Стиратель промолчал, и она восприняла это как маленькую победу.
– Не бывает, пойми ты, абстрактного добра! То, что хорошо одному, всегда плохо другому.
– Чушь какая-то! – Он развернулся к ней вполоборота. – Ну что ты такое говоришь? Мир полон добра. Например, выздоровел больной, поэт написал стихотворение, парень признался девушке в любви – ну кому, скажи на милость, от этого плохо?
– В каждом конкретном случае обязательно найдется кто-то, кто пострадает от этого, – не задумываясь, отвечала Дама. – Вот ты говоришь: выздоровел больной. А может, это уже старик, который давно впал в маразм и изводит родных своими выходками и капризами. Если бы он умер от своей ангины, они бы только вздохнули с облегчением – и камень с души, и квартира в наследство. Но нетушки! Он поправился, и все их муки продолжаются…
Чиновник открыл было рот, чтобы что-то сказать, но она жестом остановила его.
– Поэт пишет стихи, – продолжала дьяволица, – а за стеной хлопочет его жена. Чтобы обеспечить любимому мужу простор для творчества, она вынуждена и содержать его, и ухаживать за ним, да еще постоянно подбадривать да поддерживать супруга: потерпи, мол, родной, еще немного – и весь мир признает, какой ты у меня гениальный, твои стихи переведут на все возможные и невозможные языки, тебя начнут издавать миллионными тиражами и платить баснословные гонорары… И он развешивает уши и опять идет кропать свои вирши. Да лучше бы он был каким-нибудь уборщиком – хоть деньги бы на семью зарабатывал, пользу приносил.
Бывший ангел хмыкнул.
– Да и третий твой пример никуда не годится, – разгорячилась дьяволица. – Парень признался в любви девушке. Они, может, и счастливы, если девушка отвечает ему взаимностью. А если нет, если он ей совсем не нравится? Тогда его чувства ей только в тягость. Или того хуже – по нему вздыхает еще одна девчонка. Узнает она, что у этой парочки все срослось, да с горя и сиганет из окна. Вот тебе и добро.
– Ты все как-то так поворачиваешь… – пробормотал чиновник, но в голосе его уже не слышалось былой уверенности. Похоже, этот спор он проигрывал.
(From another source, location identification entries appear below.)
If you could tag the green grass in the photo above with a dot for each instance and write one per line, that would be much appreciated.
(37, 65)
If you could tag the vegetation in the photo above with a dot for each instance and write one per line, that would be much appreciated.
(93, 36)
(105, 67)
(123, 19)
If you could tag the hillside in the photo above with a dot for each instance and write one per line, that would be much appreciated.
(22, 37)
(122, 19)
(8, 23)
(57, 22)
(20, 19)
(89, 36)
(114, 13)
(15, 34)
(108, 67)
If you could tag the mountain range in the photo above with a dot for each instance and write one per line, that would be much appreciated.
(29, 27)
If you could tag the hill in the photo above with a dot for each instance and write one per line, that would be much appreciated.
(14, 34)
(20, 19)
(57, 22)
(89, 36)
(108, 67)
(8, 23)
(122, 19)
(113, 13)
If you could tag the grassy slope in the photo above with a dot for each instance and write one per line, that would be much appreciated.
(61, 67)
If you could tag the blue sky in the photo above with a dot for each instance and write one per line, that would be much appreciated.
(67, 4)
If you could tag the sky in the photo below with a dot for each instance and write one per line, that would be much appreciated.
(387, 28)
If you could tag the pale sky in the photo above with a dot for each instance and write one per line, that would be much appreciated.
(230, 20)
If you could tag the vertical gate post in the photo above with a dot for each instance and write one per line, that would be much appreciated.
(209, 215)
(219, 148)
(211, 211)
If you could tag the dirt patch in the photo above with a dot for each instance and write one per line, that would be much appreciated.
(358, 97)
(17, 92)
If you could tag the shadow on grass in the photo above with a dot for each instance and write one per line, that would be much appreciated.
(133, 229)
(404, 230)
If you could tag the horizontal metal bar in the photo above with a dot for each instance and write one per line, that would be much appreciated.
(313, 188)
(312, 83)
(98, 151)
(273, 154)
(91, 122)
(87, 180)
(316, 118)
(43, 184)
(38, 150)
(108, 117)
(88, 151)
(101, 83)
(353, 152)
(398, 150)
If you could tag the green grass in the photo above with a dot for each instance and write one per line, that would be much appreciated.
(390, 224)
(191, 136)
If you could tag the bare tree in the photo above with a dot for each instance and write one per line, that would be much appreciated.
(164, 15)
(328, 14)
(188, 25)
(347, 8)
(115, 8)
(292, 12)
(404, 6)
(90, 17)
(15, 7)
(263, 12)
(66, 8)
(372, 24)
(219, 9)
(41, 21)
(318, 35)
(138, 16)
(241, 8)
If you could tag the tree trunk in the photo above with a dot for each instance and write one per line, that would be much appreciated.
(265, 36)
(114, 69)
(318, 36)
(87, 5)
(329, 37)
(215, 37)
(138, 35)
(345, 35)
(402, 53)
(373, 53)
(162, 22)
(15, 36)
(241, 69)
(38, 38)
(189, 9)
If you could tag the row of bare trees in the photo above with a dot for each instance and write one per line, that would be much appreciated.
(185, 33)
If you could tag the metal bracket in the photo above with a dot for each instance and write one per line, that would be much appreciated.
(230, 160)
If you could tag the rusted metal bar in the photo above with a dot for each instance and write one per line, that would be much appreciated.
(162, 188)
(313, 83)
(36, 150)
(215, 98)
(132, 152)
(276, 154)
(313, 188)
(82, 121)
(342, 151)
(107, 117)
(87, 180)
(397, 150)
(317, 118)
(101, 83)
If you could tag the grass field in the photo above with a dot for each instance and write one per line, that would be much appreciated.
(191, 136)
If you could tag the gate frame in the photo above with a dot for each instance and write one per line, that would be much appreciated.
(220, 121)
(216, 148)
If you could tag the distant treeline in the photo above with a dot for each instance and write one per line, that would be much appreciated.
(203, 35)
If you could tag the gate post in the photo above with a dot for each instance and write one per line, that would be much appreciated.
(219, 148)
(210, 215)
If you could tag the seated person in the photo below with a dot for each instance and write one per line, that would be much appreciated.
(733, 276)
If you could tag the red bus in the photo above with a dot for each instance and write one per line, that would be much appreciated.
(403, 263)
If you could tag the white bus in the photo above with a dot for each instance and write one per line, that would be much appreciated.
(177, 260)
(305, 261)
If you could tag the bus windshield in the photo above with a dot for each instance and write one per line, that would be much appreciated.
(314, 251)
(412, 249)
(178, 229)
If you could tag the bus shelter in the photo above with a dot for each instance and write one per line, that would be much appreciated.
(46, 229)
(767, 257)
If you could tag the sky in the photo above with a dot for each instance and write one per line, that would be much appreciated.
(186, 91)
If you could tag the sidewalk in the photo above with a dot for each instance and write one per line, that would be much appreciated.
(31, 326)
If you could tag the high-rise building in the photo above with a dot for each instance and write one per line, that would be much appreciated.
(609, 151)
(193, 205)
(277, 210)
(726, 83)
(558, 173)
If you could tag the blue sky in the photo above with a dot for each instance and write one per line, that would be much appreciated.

– Посмотри вон туда! – придвинувшись к нему поближе, Дама указала рукой на площадь. Там, напротив занесенного снегом фонтана, красовалась большая наряженная елка. Вокруг нее веселыми разноцветными муравьишками суетились дети. – Какая милая и трогательная картинка! Детишки бегают, играют, их родители смотрят на них и радуются… Вот оно, казалось бы, воплощенное твое добро, да?